Well damn, found a thread about using non-sticker paper and a glue stick, sorry for wasting anyone’s time that opened this! Sounds like that’s a great solution for most.


----------



## Jal5 (Sep 23, 2019)

On plain paper label and glue stick spray the full sheets of labels with a clear acrylic that keeps them very water resistant.


----------



## Intheswamp (Sep 23, 2019)

Jal5 said:


> On plain paper label and glue stick spray the full sheets of labels with a clear acrylic that keeps them very water resistant.


Hmmm... Ok, I think I got you. Print, spray clear acrylic on full sheet of labels, let dry, remove labels from backing and glue onto bottles. Seems simple enough...if I got it right.  Thanks!


----------



## sour_grapes (Sep 23, 2019)

And some people use plain ol' milk as an adhesive.


----------



## Jal5 (Sep 23, 2019)

I was using plain copier paper printed on inkjet which would run if or when wet. That acrylic stopped all that. Never tried it on labels with adhesive backing but why not.


----------



## Scooter68 (Sep 23, 2019)

Avery makes labels with a wide variety of adhesive some identified as Removable Matte White. You can also order any number of sheets much cheaper than going to the store.
I ordered 400 (100 Sheets) of their arched top label and they cost $.42 each. You can use their online design tool but of course you can also do your own thing as well.
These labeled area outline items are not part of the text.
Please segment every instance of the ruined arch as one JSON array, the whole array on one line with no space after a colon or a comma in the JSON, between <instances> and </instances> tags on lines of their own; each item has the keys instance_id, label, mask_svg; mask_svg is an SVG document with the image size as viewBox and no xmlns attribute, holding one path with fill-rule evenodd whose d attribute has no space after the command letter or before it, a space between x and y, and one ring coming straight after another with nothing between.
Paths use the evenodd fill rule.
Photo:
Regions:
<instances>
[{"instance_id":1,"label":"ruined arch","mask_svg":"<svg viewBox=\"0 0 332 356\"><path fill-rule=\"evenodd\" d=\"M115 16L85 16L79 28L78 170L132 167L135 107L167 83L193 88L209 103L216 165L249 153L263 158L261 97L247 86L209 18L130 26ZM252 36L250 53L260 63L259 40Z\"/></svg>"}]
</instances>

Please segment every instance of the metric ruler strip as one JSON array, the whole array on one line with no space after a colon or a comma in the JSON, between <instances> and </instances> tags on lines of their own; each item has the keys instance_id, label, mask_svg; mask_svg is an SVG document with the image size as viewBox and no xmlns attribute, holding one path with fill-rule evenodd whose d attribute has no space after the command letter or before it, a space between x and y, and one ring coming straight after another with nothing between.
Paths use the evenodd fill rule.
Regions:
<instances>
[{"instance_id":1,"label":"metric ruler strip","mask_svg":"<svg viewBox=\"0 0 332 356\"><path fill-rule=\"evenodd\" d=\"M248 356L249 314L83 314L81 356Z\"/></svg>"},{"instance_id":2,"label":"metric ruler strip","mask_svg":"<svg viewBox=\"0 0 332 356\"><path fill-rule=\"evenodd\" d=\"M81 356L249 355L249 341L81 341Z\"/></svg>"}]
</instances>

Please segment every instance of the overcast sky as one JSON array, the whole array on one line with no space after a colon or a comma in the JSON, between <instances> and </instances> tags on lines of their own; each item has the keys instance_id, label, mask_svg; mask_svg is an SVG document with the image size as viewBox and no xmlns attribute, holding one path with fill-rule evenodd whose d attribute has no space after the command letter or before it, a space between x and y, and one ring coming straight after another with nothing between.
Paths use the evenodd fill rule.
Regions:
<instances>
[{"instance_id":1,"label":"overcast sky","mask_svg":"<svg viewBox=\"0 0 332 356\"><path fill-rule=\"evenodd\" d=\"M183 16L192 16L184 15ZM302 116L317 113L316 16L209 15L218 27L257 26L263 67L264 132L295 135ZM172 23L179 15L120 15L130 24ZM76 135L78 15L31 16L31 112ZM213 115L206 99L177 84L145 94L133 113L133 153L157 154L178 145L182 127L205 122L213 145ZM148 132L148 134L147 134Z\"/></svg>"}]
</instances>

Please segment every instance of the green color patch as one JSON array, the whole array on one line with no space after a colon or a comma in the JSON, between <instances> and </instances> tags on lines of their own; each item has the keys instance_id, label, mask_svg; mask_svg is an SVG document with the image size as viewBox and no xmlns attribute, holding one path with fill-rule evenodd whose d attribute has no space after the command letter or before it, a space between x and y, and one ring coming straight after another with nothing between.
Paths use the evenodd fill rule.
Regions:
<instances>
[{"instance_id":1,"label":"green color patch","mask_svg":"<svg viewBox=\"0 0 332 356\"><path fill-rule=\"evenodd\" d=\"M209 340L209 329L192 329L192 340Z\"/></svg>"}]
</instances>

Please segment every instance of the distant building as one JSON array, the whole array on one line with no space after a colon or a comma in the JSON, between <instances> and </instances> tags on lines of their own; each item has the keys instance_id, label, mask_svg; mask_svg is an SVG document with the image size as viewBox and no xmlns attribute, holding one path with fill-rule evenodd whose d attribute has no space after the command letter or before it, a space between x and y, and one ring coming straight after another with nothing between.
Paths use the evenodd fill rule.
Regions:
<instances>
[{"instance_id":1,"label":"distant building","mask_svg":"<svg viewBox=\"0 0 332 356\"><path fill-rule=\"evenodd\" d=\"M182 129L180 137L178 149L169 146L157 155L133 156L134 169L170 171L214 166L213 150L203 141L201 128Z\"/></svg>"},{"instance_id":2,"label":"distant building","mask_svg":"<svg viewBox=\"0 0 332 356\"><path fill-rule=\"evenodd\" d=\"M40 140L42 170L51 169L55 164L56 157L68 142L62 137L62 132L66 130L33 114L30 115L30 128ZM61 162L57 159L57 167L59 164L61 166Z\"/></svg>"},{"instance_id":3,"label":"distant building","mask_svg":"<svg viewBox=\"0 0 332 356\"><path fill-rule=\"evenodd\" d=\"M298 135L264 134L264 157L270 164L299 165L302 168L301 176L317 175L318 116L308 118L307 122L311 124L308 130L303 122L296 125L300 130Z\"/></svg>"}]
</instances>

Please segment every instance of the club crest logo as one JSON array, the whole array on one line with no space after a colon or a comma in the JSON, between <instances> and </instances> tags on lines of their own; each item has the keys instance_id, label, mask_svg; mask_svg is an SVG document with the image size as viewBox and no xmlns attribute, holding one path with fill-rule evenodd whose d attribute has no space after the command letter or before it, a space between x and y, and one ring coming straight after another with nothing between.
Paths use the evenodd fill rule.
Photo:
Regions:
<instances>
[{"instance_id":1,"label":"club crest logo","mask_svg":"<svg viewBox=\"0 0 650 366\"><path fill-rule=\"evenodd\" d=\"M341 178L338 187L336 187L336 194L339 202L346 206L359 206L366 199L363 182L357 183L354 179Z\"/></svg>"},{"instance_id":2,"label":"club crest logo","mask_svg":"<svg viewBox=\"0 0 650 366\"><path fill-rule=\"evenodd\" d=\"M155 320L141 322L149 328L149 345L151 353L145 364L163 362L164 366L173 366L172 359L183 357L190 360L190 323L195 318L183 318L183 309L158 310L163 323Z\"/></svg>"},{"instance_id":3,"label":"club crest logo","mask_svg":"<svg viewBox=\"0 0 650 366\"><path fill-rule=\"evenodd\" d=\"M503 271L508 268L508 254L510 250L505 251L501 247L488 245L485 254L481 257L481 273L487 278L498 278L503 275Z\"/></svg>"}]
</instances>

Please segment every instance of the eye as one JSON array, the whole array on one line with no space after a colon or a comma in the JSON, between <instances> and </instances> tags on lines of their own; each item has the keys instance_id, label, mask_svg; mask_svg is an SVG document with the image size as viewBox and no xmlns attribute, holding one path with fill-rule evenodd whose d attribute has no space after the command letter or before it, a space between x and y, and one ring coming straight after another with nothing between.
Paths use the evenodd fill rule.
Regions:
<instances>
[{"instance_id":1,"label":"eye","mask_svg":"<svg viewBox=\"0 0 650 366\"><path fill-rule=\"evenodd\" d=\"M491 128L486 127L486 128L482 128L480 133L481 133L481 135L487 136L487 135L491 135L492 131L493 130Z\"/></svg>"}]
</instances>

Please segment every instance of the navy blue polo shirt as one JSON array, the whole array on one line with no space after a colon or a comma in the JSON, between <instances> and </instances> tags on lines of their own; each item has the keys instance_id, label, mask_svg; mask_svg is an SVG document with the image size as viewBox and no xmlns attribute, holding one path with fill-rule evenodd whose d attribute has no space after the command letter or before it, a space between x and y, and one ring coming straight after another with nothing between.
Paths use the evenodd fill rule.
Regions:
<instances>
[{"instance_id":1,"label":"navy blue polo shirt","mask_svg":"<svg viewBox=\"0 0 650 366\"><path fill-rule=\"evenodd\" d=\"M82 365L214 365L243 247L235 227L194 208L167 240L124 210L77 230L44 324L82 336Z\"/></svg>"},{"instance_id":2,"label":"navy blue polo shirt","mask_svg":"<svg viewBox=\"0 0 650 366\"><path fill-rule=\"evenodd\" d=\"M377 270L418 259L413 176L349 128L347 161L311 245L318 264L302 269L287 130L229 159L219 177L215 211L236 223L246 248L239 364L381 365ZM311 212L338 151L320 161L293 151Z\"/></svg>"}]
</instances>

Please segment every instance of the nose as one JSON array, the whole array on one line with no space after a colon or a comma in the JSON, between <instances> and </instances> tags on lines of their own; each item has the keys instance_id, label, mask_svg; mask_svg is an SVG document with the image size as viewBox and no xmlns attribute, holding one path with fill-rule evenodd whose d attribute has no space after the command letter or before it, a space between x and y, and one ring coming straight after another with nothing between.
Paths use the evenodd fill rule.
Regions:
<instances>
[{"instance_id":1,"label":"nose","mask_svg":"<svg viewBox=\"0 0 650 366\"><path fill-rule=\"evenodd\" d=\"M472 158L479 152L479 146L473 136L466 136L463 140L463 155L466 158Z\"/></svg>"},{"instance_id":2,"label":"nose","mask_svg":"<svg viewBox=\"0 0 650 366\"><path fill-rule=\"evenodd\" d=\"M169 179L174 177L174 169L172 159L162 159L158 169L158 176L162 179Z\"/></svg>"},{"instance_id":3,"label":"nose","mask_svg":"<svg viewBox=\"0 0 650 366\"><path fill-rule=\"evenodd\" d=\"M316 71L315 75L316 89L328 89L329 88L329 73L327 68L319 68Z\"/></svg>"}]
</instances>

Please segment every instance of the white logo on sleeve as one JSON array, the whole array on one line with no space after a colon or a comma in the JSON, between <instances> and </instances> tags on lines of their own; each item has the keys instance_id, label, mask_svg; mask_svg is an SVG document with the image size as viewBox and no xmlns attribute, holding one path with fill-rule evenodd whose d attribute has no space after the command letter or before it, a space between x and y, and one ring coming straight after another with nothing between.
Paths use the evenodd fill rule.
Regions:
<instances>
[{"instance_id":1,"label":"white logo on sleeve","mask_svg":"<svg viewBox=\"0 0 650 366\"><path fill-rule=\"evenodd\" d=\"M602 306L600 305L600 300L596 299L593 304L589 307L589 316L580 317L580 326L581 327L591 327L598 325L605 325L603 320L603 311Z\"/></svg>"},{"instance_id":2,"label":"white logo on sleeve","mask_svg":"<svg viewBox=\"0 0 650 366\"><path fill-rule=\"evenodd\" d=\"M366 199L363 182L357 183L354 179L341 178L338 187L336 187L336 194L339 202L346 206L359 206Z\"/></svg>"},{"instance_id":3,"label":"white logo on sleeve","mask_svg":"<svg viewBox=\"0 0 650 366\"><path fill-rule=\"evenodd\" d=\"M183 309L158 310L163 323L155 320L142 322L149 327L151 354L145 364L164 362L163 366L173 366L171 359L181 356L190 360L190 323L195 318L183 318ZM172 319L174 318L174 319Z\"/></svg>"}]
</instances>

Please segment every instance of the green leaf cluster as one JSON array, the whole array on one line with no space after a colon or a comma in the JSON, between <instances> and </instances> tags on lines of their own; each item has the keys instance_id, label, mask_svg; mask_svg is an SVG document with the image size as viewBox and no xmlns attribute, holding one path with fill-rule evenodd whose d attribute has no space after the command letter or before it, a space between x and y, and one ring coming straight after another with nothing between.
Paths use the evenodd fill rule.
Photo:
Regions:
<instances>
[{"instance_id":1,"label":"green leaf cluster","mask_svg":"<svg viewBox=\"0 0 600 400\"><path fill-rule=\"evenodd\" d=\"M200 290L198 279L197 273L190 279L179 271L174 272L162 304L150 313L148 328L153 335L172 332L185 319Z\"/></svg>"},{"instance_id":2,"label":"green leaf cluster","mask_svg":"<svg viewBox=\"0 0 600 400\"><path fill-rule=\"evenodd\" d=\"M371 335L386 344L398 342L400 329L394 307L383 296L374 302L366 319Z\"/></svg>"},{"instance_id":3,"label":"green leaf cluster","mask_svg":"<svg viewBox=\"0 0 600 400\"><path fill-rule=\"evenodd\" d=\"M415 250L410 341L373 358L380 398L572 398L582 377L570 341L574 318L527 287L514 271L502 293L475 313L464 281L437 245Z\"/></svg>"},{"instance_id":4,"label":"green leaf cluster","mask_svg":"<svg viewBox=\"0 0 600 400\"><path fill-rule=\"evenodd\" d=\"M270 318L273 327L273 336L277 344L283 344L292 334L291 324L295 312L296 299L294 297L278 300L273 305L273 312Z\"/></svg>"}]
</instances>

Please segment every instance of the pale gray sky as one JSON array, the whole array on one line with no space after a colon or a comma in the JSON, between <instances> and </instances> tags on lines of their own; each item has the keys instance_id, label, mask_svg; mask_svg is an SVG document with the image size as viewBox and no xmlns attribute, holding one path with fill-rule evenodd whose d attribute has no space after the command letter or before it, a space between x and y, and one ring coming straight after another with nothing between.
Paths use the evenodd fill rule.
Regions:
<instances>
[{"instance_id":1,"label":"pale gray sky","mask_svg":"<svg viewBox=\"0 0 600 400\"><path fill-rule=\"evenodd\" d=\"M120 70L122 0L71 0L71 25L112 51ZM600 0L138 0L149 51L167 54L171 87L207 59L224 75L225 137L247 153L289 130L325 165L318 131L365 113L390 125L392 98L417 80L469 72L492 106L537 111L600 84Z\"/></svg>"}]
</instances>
https://www.avery.com/blank/labels/94600


----------



## Johnd (Sep 24, 2019)

I use Avery 22827, removable, water resistant, for ink and laser jet.


----------



## Wiz (Sep 24, 2019)

I purchase label paper from the suppliers. This has a water soluble wheat glue on the back side. I take this to a commercial copy place, give them my finger drive with label on the drive and they print. The ink is water resistant and will not run. I hold the bottle under the faucet when I want to remove it for about 30 seconds and it comes right off.


----------



## Scooter68 (Sep 24, 2019)

The trick for me is in gathering a new supply of bottles from the recycling center. I have some "YellowTail" wine bottles soaking over night. After about 10 minutes last night they were no where near ready to give up. I might end up returning them to the bins. So I have slowly begun to compile my personal list of favorite bottle shapes and colors and the brands that use labels that don't involve using petroleum based solvents to remove.

I've also found that some of the prettiest bottles are the hardest to get a label on smoothly.


----------



## Wayne Freeman (Sep 24, 2019)

Scooter68 said:


> I ordered 400 (100 Sheets) of their arched top label and they cost $.42 each. You can use their online design tool but of course you can also do your own thing as well.
> 
> https://www.avery.com/blank/labels/94600



The product description doesn't mention whether the adhesive is the easy-to-remove type. Is it?


----------



## Scooter68 (Sep 24, 2019)

* If you look at the "Material" options you will find that information.*


----------



## Wayne Freeman (Sep 25, 2019)

Duh.

Thanks, I was looking right at that and didn't see it.


----------